MG4J is a framework for building indices of large document collection based on the classical inverted-index approach. The kind of index constructed is very configurable (e.g., you can choose your preferred coding method), and moreover some new research has gone into providing efficient skips and minimal-interval semantics. Its direct counterpart is Archive4J, which makes it possible to access quickly and in a highly compressed form summaries of information about documents in a collection.

High-performance parallel web crawling

I collaborated with Paolo Boldi, Bruno Codenotti and Massimo Santini to the development of UbiCrawler, a scalable, fault-tolerant and fully distributed web crawler. The first report on the design of UbiCrawler won the Best Poster Award at the Tenth World Wide Web Conference. You can also read a more in-depth report.

A new open-source crawler, BUbiNG, developed with Paolo Boldi, Andrea Marino and Massimo Santini is now available at the LAW web site and through Maven.

Automatic generation of software from conceptual models

ERW is an innovative system for handling complex databases using a web browser. It uses the most recent standards endorsed by the W3C to offer to the user a sophisticated environment, similar to a dedicated client. Moreover, the user interface is generated in a completely automatic way starting from a conceptual description of the database by means of an XML-based language for entity-relationship schemata. Customisation of the resulting application is governed by specification percolation.

Computability on the reals

I proved, in collaboration with Paolo Boldi, the first results comparing the Blum–Shub–Smale model (i.e., computation with exact reals) and Type 2 Theory of Effectivity (i.e., feasible discrete approximations). We gave a precise quantification of the gap between the two models using degree theory: in a slogan, equality is a jump. We also introduced a notion of Turing closure for Archimedean fields, which was used to characterize those fields in which Type 2-decidable sets exist.

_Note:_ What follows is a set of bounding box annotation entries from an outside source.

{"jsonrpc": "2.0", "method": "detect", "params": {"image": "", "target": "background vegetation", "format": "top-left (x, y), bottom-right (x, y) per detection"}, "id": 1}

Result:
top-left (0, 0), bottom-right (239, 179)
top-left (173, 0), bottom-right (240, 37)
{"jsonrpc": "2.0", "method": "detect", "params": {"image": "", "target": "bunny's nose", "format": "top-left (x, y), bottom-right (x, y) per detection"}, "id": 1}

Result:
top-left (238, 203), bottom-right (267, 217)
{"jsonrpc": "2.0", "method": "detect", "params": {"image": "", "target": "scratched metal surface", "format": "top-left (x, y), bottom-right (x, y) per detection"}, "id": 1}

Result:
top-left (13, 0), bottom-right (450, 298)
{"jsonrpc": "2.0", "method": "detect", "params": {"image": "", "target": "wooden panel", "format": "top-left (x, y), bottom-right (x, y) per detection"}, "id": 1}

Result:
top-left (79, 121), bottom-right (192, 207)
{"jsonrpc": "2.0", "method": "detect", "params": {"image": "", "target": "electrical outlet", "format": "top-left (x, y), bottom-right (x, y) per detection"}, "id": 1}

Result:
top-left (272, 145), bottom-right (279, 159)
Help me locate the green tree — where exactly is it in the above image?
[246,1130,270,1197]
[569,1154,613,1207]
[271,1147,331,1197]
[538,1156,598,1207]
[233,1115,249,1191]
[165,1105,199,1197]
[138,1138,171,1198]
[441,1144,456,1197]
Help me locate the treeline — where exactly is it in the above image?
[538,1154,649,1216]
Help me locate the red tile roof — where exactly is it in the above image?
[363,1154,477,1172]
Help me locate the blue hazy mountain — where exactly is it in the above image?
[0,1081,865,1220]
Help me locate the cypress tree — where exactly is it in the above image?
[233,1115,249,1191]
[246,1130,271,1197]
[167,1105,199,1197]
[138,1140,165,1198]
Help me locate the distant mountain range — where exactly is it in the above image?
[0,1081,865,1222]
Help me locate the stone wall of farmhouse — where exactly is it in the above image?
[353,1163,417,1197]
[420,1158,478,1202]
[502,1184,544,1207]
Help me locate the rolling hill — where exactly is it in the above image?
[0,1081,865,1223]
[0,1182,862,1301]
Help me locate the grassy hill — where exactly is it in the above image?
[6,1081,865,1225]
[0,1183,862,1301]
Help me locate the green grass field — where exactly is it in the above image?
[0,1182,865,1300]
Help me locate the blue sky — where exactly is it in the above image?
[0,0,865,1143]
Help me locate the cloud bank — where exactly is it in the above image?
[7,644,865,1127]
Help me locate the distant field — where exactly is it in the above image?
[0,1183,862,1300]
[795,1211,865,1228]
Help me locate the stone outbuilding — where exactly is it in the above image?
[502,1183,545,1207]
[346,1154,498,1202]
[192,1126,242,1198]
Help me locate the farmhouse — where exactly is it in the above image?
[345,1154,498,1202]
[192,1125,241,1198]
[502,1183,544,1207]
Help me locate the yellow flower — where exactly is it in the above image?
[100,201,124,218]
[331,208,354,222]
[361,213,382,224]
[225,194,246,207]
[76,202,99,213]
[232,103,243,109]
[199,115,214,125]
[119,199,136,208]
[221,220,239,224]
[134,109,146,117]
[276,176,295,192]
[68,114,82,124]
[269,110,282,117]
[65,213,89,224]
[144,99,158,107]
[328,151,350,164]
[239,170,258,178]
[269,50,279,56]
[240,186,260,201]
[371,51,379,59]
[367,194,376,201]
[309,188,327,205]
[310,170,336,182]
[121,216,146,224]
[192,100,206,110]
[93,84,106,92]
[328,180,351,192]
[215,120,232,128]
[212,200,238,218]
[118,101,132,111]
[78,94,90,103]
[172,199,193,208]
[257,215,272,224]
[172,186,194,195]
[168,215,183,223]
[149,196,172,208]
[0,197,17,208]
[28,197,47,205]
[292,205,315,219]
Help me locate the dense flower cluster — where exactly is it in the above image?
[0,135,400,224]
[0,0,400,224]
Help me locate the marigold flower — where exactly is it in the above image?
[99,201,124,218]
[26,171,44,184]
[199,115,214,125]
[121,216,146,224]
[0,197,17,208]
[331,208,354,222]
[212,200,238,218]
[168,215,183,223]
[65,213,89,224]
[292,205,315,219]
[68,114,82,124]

Computability problems in anonymous networks

Deciding whether a problem can be solved with a certain knowledge in a network where all processors are identically programmed (an anonymous network) is a problem dating about 20 years. The concept of graph fibration gave rise to an effective characterization of the tasks solvable under a wide range of models and knowledge assumptions.

Topological properties of distributed systems

Faster solutions to classical distributed problems are possible if the way processors label the link interconnecting them respects a global coherence property called sense of direction, and formalized by Flocchini, Mans and Santoro (for instance, a mesh with the standard North/South/Est/West labelling has this property). We showed that weak sense of direction can be decided in logarithmic parallel time, and this implies that the same is true of Cayley colour graphs; this is the first complexity result on Cayley graph (the non-coloured case is not known to be polynomial or NP-complete).

We also proved the first lower bounds for weak sense of direction, using noncostructive techniques based on random graph theory, and we extended these results to regular graphs by proving some new properties of random regular graphs of high degree.

Self-stabilizing systems

Self-stabilizing distributed system must converge to a desired behaviour in spite of an arbitrary initial state. By making self-stabilizing the classical view construction algorithm, we showed that the effective characterization for anonymous network can be extended to self-stabilizing systems. As a (surprising) consequence, there is no difference in distributed computational power between an arbitrary initial state and a chosen initial state if the latter is forced to be the same for all processors.